| Version |
Changes/Additions |
10.0
|
Smart ordering when downloading - images, etc., are given priority, which should result in more completed pages downloading when a site download is stopped before completion. Also options to replace .ASP/.PHP/.ASPX file extensions with .HTML which works better for local browsing, as well as automatically renaming files with .HTML file extensions if no extension existed previously. New option to include download date as part of local folder name. Also added support for downloading images embedded in CSS files. This version is compiled with Visual Studio.Net.
|
9.8
|
Fix to the Favourites code to make it more robust - in particular fixing a
problem which caused the application to fail to start on NT4 systems.
|
9.7
|
I've had a few reports of stability problems since v9.3, and this version fixes
a couple of key problems which seemed to be causing this. There's also some
improved link searching within Java code, as well as the introduction of the
'Favourites' menu from Internet Explorer, allowing Favourite sites to be reaped
simply by selecting them from the menu.
|
9.6
|
There were some problems with v9.5, as Win9x was unable to load some of the
resources due to limitations in the OS. This meant that Win95/98 reported the
executable as being corrupt, whilst NT/2K could load/run it fine. In order to
avoid confusion, I flipped the version number up one once this was fixed.
|
9.5
|
A minor update with some fixes and improvements.

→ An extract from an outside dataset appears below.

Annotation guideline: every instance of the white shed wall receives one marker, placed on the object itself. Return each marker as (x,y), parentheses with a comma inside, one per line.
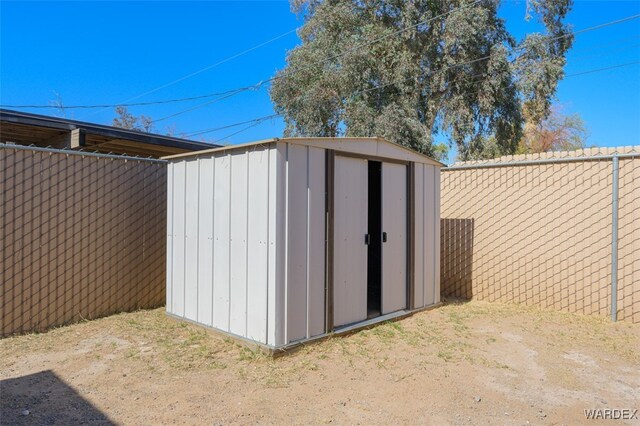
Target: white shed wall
(246,240)
(220,240)
(427,235)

In particular, this version
fixes the "Failed to Create Empty Document" bug which stopped the application
from starting.
|
9.4
|
A few minor fixes and optimisations, and a new version of the installer. In
particular URL contents filters now disregard the case of the URLs.
|
9.3
|
GetRight® support
- users running GetRight can switch on an option which will force all files
over a certain size to be passed to GetRight for segmented & resumable
downloads.
|
9.1
|
Added Macromedia/Shockwave Flash support.
|
9
|
Removed advertising system. Added keyword/content filter. Fixed 'base' tag
problem.
|
8.1
|
Added the ability for registered users to backup their registration data, in
case they want to move their registration to another machine, or reinstall
WebReaper.
|
8.0.1
|
Tiny fix for some people who were finding that v8 was still minimizing on
startup.
|
8.0
|
This version sees many of the existing problems that have been reported to me
resolved, plus a few extra features added. In particular:
-
New Filter Wizard, to make the construction of filters simpler.
-
New Help system - Windows-style with full search/index
-
Fixed a problem with file time comparison, which means that 'refreshing' a
previously downloaded site is much faster - only changed objects will be
downloaded. Previously, the local/remote timestamp comparison didn't always
work.
-
Link adjustment now works correctly across the entire locally saved site.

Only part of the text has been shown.